Source:solarquarter
Europe’s Power Purchase Agreement (PPA) market has recorded a steep decline this year, with the number of deals falling by 60% and contracted capacity dropping by 40% compared to the same period in 2024. The slowdown comes despite Europe’s urgent need to electrify its economy and expand renewable energy to strengthen energy security and industrial competitiveness.
Grid, Permitting, and Market Barriers Stall Growth
Industry experts say the decline is driven by multiple structural obstacles:
Grid limitations: Transmission and storage infrastructure is not expanding fast enough. Lengthy grid permitting processes have delayed connections for hundreds of gigawatts of renewable projects.
Slow renewable permitting: Twenty-six EU member states are currently in violation of EU rules under the Renewable Energy Directive for not applying fast-track permitting procedures.
Stagnating electrification: Electrification of key sectors, considered the most efficient route to decarbonisation, is progressing too slowly across the continent.
Negative power prices: Rising hours of negative electricity prices have made PPA negotiations more complex and highlight the need for short-term energy storage solutions.
PPAs Remain Critical for Decarbonisation and Industry
PPAs are a key pillar of the EU’s Clean Industrial Deal, providing price certainty to industries while enabling financing for new solar and wind projects. Without strong PPA uptake, analysts warn Europe risks losing industrial competitiveness and missing climate targets.

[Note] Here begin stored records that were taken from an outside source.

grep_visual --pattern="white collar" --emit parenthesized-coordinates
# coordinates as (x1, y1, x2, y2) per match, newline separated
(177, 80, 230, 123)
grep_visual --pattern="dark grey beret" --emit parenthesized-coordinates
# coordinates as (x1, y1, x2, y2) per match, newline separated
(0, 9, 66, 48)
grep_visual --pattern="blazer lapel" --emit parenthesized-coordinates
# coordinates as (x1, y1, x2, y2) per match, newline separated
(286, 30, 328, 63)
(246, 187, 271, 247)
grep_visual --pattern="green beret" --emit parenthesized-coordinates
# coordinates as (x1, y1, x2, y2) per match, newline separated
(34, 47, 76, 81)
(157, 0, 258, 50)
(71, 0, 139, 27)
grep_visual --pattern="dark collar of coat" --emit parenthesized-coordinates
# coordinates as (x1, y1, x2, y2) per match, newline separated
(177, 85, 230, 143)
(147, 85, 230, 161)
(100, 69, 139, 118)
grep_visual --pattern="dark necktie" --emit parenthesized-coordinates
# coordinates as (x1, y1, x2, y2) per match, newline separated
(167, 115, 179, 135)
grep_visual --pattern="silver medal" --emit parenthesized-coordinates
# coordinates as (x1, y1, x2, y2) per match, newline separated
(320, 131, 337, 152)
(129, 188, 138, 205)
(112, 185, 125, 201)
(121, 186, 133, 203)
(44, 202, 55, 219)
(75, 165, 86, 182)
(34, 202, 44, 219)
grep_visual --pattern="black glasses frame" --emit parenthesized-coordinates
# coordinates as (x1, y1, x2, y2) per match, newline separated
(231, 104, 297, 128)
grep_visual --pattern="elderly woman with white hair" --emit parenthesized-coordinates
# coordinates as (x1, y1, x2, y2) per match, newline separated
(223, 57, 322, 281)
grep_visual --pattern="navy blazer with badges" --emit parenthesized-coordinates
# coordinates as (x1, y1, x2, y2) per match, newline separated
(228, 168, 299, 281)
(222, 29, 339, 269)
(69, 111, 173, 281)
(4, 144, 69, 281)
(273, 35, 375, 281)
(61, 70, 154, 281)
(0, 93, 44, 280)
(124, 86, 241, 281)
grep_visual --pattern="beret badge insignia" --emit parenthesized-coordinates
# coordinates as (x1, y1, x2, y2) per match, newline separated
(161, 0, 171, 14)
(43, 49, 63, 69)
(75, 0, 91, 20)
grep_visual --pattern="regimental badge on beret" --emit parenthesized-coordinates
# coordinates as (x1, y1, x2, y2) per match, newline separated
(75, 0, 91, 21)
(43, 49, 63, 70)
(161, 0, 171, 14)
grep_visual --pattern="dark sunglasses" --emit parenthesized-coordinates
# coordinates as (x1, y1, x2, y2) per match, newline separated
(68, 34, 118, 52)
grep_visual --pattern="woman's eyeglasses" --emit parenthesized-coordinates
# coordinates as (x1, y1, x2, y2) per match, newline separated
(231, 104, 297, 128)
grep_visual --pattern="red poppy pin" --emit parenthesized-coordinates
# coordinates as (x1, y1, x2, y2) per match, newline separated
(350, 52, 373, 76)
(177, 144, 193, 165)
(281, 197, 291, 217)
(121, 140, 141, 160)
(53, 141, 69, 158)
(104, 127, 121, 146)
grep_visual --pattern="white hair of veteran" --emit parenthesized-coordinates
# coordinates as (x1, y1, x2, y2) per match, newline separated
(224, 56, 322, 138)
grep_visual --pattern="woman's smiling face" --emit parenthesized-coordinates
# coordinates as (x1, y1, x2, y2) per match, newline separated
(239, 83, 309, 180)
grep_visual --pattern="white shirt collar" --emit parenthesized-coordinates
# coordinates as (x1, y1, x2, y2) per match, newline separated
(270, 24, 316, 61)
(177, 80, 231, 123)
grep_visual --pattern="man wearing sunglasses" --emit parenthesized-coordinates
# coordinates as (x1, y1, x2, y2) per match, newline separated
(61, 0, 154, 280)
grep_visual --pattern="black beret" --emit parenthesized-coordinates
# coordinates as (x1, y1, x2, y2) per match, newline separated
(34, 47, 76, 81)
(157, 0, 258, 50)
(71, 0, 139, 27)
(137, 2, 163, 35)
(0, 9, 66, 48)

EU Steps In with Policy and Financial Support
To revive market momentum, the European Commission and financial institutions have announced new measures:
Updated State Aid Rules: Under the Clean Industrial Solutions Aid Framework (CISAF), national governments can provide temporary electricity price relief to energy-intensive sectors that invest in renewables, storage, or direct electrification through PPAs.

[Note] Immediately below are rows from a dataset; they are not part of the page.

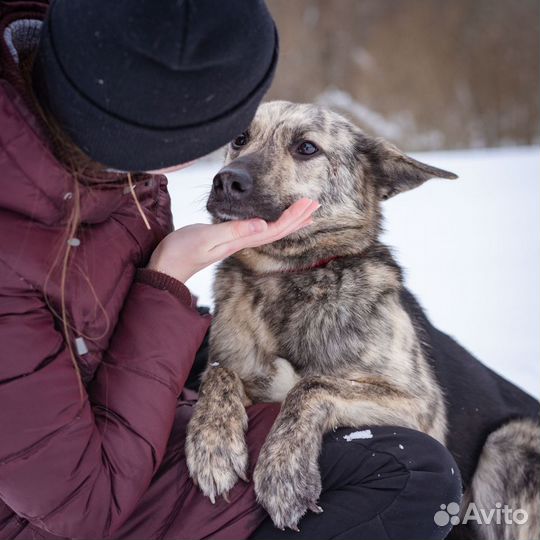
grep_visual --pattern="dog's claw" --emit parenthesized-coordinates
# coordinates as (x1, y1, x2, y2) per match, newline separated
(309, 502, 323, 514)
(223, 491, 230, 503)
(237, 470, 250, 483)
(290, 525, 300, 532)
(209, 494, 216, 505)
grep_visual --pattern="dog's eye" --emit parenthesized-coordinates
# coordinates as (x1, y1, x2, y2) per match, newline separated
(295, 141, 319, 157)
(232, 132, 249, 149)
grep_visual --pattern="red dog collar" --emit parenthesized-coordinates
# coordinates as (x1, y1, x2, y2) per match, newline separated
(275, 255, 344, 274)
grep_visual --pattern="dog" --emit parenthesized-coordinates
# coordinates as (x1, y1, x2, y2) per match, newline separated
(186, 101, 540, 539)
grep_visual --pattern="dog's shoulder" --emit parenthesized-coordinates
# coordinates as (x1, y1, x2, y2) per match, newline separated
(337, 242, 404, 298)
(357, 242, 402, 273)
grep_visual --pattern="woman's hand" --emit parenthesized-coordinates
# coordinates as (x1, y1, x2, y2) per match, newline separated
(147, 198, 320, 283)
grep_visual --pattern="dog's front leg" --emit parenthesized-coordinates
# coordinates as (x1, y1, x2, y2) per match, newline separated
(253, 375, 420, 530)
(186, 365, 250, 503)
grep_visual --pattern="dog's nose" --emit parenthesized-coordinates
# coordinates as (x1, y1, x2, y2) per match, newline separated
(212, 169, 253, 200)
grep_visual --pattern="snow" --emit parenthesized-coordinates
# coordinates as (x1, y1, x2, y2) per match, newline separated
(343, 429, 374, 442)
(167, 146, 539, 399)
(398, 444, 404, 450)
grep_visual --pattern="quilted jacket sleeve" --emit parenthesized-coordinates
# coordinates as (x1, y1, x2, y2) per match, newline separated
(0, 258, 210, 538)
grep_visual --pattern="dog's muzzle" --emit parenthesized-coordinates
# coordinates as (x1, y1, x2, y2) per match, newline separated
(207, 159, 283, 222)
(211, 165, 254, 202)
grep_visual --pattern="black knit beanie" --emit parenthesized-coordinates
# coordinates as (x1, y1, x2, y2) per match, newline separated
(32, 0, 278, 171)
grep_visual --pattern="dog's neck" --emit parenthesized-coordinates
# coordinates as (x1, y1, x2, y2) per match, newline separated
(233, 218, 382, 274)
(233, 241, 372, 274)
(262, 255, 345, 275)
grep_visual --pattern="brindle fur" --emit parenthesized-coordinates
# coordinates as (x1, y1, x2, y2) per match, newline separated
(463, 418, 540, 540)
(185, 101, 540, 536)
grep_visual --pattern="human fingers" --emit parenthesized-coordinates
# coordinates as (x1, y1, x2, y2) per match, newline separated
(209, 200, 319, 259)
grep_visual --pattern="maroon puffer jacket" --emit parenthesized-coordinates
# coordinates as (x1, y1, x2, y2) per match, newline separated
(0, 3, 279, 539)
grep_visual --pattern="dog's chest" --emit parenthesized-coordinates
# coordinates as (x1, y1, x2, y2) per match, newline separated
(212, 258, 424, 401)
(214, 265, 365, 377)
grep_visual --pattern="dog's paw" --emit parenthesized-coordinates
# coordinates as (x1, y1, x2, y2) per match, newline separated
(254, 435, 322, 530)
(185, 397, 249, 503)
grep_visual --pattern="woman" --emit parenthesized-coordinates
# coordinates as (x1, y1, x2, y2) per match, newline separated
(0, 1, 461, 539)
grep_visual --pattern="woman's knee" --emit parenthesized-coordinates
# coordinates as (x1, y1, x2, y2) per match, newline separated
(253, 427, 462, 540)
(379, 426, 459, 475)
(324, 425, 459, 478)
(376, 427, 463, 539)
(319, 426, 463, 539)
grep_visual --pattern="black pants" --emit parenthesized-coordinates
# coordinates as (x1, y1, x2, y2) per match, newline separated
(251, 426, 462, 540)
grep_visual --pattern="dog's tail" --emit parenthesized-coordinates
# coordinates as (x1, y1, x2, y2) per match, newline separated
(465, 418, 540, 540)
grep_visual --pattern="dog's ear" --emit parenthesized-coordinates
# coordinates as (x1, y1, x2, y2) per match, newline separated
(369, 138, 458, 200)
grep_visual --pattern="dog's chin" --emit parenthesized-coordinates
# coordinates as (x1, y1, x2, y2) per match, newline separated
(208, 208, 257, 223)
(207, 201, 282, 223)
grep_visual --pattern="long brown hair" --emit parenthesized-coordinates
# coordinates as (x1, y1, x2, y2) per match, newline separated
(18, 50, 146, 397)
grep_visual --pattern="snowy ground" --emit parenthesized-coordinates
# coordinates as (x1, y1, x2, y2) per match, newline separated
(167, 147, 539, 398)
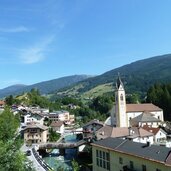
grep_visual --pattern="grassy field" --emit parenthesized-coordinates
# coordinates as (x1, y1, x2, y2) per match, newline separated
(81, 83, 114, 100)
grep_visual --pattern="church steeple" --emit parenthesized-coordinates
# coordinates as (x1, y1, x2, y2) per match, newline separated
(115, 74, 127, 127)
(116, 73, 124, 90)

EIB’s €500 Million Pilot Scheme: The European Investment Bank is launching a support programme for corporate PPAs, focusing on mid-sized companies.
Tripartite Contract Model: The European Commission is considering contracts where governments act as third-party guarantors for offshore wind and hybrid solar-plus-storage projects, reducing risk for both developers and buyers.
Despite the current slowdown, industry stakeholders stress that PPAs remain essential to Europe’s clean energy future, and swift action on grids, permitting, and electrification will be crucial to restore investor confidence.